The overflow facility will be staffed by San Antonio-based nonprofit BCFS Health and Human Services’ Emergency Management Division, which has contracted with the state to provide emergency health and human services. BCFS System holds a controversial place in the nonprofit world as it has held contracts to run migrant children shelters, including the “tent city” in the West Texas town of Tornillo. BCFS Health and Human Services currently operates a Houston-area shelter for migrant children.
“If activated, the staffing levels will be determined by the state’s contractor, BCFS,” Woodward said in an email Wednesday. “It is not necessary to open Freeman just yet, as we are currently in a pre-surge plan, staffing additional beds in hospitals.”
But the calculus behind bed management at the Freeman Coliseum is not as simple as having a certain number of nurses per patient, said Eric Epley, executive director of the Southwest Texas Regional Advisory Council (STRAC). STRAC is a network of hospitals and first responders who maintain the regional trauma and emergency health care system for San Antonio and 22 surrounding counties. It is currently managing the area’s coronavirus response.
“It’s a complex process of making sure you’re matching the right nurses,” Epley said at a media briefing last week. “So a nurse is not a nurse is not a nurse, and it’s important for us to match the right critical care nurse, for instance, with an ICU bed and matching where we have new beds that are being basically created.”
As of Tuesday, about 240 nurses of the 250 total requested from state agencies had arrived in Bexar County, according to the mayor’s spokesman, Bruce Davidson. All those nurses will staff local hospitals.
Moving patients to the Freeman Coliseum is the last resort, Epley said.
“If you’ve looked at the State of Texas surge capacity plan for hospitals, moving to an alternate care site like the Freeman would be the fifth of five steps,” Epley said.
Before health officials make the decision to transfer non-coronavirus patients to an alternate care facility, they’d opt to add beds in non-traditional areas of hospitals first, he said.

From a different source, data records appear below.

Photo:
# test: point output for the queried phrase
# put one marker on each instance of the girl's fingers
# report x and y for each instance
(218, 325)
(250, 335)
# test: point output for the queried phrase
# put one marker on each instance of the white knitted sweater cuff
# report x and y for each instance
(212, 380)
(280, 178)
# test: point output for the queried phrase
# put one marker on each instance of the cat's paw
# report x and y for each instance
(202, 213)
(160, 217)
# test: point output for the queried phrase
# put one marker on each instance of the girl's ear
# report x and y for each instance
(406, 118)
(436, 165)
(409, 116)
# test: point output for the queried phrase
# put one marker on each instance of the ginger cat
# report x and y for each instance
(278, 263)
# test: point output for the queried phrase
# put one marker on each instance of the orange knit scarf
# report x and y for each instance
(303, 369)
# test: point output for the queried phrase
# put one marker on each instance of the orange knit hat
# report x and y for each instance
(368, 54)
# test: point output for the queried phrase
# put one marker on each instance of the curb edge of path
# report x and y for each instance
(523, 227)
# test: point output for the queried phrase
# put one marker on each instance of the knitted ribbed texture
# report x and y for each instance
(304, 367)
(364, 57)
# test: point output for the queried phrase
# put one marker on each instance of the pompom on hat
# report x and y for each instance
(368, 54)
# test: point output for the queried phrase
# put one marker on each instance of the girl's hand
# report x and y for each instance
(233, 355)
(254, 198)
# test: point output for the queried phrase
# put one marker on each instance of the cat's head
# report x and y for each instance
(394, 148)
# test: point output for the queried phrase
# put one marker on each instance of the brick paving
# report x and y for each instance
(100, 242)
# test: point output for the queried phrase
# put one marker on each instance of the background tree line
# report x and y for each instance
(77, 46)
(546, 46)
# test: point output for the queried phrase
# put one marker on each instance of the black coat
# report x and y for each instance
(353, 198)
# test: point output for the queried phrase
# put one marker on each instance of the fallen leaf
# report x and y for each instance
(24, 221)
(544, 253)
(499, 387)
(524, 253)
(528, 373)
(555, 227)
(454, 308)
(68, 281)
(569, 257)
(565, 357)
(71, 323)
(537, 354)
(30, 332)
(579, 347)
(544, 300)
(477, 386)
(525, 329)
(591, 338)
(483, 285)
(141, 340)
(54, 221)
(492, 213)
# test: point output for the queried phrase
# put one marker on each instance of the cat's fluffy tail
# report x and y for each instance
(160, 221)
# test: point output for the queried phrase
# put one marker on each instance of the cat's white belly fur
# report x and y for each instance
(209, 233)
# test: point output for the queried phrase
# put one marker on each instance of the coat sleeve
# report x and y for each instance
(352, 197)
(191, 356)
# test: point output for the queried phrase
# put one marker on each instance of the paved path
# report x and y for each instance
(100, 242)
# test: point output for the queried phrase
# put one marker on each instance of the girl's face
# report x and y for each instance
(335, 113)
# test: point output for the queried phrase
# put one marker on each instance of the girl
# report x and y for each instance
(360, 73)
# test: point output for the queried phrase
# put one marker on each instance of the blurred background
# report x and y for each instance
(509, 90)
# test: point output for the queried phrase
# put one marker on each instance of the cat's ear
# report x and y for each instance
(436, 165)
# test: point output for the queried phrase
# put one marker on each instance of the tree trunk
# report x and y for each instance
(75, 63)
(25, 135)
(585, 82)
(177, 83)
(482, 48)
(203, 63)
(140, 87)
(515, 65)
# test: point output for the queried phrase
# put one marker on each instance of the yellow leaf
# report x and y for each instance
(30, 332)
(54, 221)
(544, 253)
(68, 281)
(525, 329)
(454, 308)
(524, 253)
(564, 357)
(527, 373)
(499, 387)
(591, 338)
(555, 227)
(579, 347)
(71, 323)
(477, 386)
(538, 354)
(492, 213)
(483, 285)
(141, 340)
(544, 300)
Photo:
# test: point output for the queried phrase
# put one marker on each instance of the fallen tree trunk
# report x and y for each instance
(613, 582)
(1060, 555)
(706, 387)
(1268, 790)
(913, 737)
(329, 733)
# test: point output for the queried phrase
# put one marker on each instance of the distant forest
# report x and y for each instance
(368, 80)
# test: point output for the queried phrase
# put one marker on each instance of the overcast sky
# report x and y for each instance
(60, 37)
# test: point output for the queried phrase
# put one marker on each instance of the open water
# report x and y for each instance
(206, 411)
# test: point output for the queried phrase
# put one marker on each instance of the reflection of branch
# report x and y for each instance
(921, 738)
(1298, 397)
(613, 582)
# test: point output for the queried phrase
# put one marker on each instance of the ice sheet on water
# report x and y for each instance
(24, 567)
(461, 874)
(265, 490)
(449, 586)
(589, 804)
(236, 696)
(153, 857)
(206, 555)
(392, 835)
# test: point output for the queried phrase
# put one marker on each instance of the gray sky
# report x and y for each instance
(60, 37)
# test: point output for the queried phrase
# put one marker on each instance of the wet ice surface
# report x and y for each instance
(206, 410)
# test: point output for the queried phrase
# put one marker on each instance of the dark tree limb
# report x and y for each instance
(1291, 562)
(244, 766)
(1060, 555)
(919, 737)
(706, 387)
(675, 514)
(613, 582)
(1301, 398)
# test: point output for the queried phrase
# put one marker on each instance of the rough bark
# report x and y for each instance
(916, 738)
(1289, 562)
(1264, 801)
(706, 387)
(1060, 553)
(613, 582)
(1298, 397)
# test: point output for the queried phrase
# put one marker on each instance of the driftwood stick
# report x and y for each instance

“If you were in the cafeteria and a bed in the hospital, you still have radiology, you still have respiratory therapy, you still have imaging, lab capability – you have lots of things when you’re in the hospital that become much more difficult once you leave the property,” Epley said. “So that’s why it’s the fifth of those five levels of surge capacity planning.”
If needed, the Freeman Coliseum’s overflow facility can hold more than the 80 beds currently set up, Woodward said; BCFS has requested an additional 196 beds for the facility.
“There is [additional] space at Freeman if needed,” he said, “and we also have TCID, Texas Center for Infectious Disease to use as well.”